Applicants should be in good health with a benign medical history. Applicants will be required to undergo medical examination for the purpose of determining physical qualifications. Glasses or contact lenses are acceptable so long as they correct the applicant’s eyesight to 20/20.
To be eligible for consideration, applicants must not be taking any mood-altering or psychoactive medication (including antidepressants and ADHD medication). This is a Navy requirement for all officers on flight status.
Applicants must be U.S. citizens, and will be subject to a security investigation prior to acceptance into the program.

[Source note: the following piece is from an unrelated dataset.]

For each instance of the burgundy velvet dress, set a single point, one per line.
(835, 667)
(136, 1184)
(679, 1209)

Background Knowledge Required
Prior military experience, experience in aviation or aviation-related research, and facility with quantitative methods are desirable, but not essential. Applicants with solid backgrounds in research and applied work are encouraged to apply, regardless of whether they possess any other specialized experience. If you bring knowledge of your field to the table, the Navy is prepared to teach you everything else you need to know.
4 openings. Employer will assist with relocation costs.

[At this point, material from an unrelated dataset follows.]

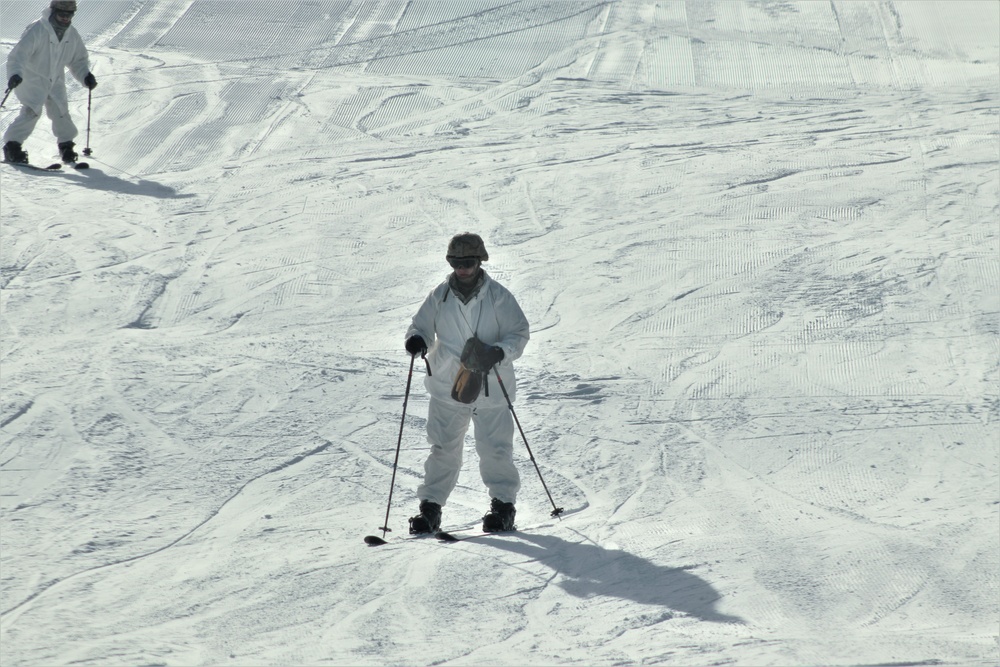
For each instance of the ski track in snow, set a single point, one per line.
(757, 243)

Additional Salary Information: Starting salary in the Pensacola area is approximately $70,000-$72,000 per year. This figure includes flight pay, which begins upon commencement of flight training. Parts of this salary consist of allowances for subsistence and housing, which are tax exempt. This translates into an extra $2,000 in your federal income tax refund. Note also that housing allowances are regionally variable. Housing allowances for duty stations outside Pensacola are typically higher.
Tuition repayment programs are available, but not guaranteed. Selectees are also eligible to participate in the G.I. Bill, which provides financial assistance for future education. (Benefits are transferable to a dependent with an additional period of obligated service.)
Selectees are provided 30 days of paid leave per year. Additional benefits include a no-cost retirement plan, free family medical care, free dental care, and privileges to Navy exchanges and commissaries.
Internal Number: FY20 AEP HFES
About Naval Aerospace Experimental Psychology
Aerospace Experimental Psychologists are active duty Naval Officers who serve as professional researchers and scientists. We are involved in all phases of systems development and acquisition, including bench-level research, development, test and evaluation, and a wide range of technology application areas including human engineering of platforms, aviation selection, and simulation and training.The role of Aerospace Experimental Psychology in the acquisition process and related supporting technologies is to develop, refine, and apply technology that emerges from four main areas of emphasis: human performance, human engineering, aviation selection, and training and simulation.